Дори сидел в лаборатории перед бинокулярным микроскопом. Ему удалось отделить с помощью иглы клетку, выделяющую слюну у дрозофилы. Когда гусеница должна превратиться в куколку, непосредственно перед окукливанием, хромосом в ее слюнных железах в триста раз больше, чем у «взрослой» мухи. Это — самая подходящая стадия развития дрозофилы для генетического исследования, и Дори напряженно согнулся над стеклом, когда с улицы раздался мягкий свист.

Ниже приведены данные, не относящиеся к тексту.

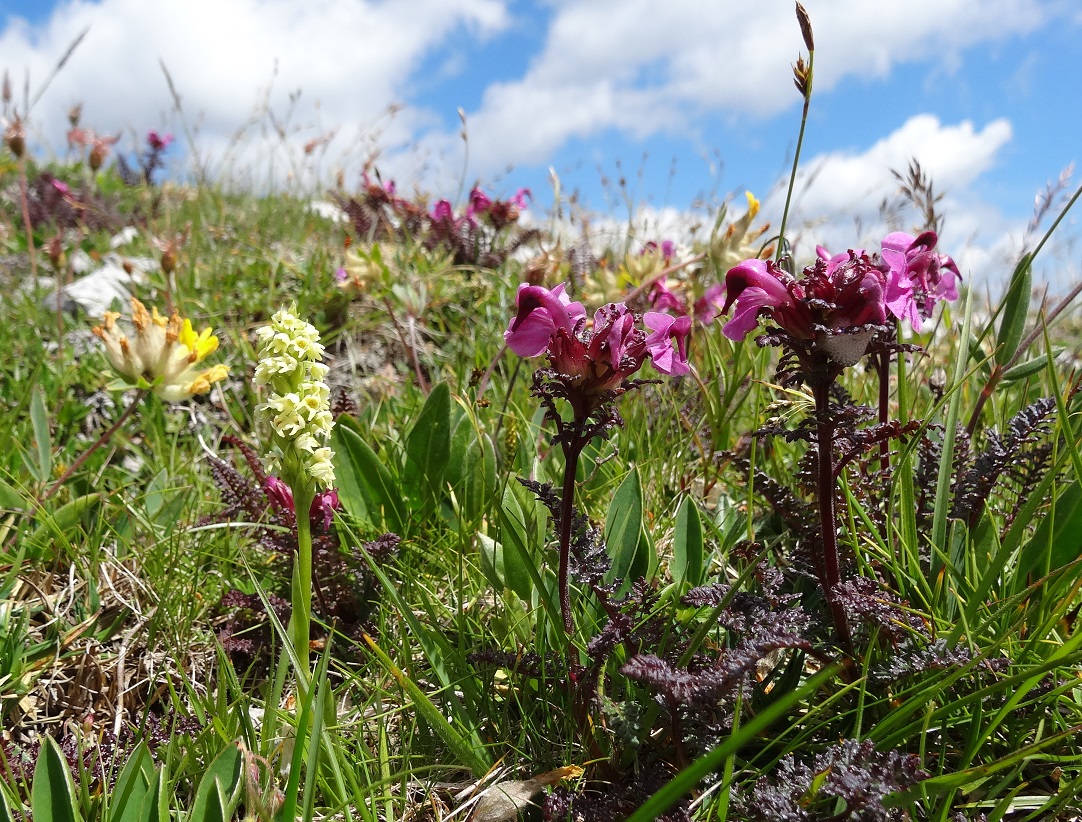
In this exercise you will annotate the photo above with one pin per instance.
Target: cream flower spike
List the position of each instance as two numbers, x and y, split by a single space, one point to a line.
298 409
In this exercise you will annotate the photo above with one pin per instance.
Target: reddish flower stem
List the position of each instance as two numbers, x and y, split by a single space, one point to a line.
97 443
828 518
571 451
883 367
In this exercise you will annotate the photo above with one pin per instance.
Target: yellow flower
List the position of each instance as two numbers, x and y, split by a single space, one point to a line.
160 353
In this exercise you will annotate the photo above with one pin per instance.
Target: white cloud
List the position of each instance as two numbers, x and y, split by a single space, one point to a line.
350 60
838 197
855 184
644 67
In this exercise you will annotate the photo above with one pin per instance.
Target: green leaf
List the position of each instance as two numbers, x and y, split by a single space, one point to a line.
471 471
517 558
214 808
132 786
688 545
623 528
150 810
1055 542
62 524
221 783
53 797
1015 310
10 499
429 448
366 488
461 746
1023 370
39 418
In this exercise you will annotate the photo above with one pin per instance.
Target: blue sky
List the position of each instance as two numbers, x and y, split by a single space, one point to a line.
686 100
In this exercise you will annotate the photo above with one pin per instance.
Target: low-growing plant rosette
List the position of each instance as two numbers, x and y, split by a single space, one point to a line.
160 355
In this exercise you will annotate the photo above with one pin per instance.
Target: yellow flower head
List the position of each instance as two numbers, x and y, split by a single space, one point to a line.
160 353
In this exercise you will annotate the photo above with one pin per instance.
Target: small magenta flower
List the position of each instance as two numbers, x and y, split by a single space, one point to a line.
443 212
541 313
667 344
590 367
839 294
924 275
597 359
520 199
158 142
479 202
322 508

— Сделай милость, — обратился он к товарищу, сидевшему рядом, — выйди на улицу. Там ждет меня девушка. Это она дает знак, что мне пора выходить. Зовут ее Хава. Скажи ей, что я приду через полчаса, что я сейчас очень-очень занят и не могу ни на секунду отойти от микроскопа. Пожалуйста, говори с ней помягче… Она на последнем курсе медицинского.


Хава взглянула на часики и нажала кнопку звонка. Она стояла возле большого дома в центре города. Врачи, желающие специализироваться по психологии, проходят обычно дополнительно, вне стен университета, курс психоанализа. Она избрала своим руководителем опытного врача, выходца из Германии, который, однако, не был силен в иврите. Хава решила про себя, что, если будет нужно, она заговорит с ним по-немецки.

— Здравствуйте, доктор!

— Здравствуйте, Хава. Заходите, пожалуйста.

Она положила свою сумку и присела на диван. Врач сделал знак, означавший, что она может начинать. Хава решила изложить свои мысли и наблюдения лаконично и ясно, самыми простыми словами.

— Сегодня, доктор, я расскажу вам кое-что интересное. Причем мне придется быть излишне откровенной, но я вынуждена это сделать.

Она откинулась на спинку дивана.

— Итак, со вчерашнего вечера и до утра я все время думала. Я не спала всю ночь. Слушайте меня внимательно. Есть у нас на втором курсе биологического один красивый парень. Да, очень красивый. Говорят, что во время войны он был беспощадным. Но если бы вы видели, как он смеется! Хотя возможно, что вы замечаете в людях совсем не то, что замечаю я. Во всяком случае, он мне нравится. У него тонкие руки пианиста… Нет, у пианистов обычно короткие, толстые пальцы, например у Стравинского на рисунке Пикассо. У моего парня пальцы тонкие, но крепкие. Ох, какие они крепкие…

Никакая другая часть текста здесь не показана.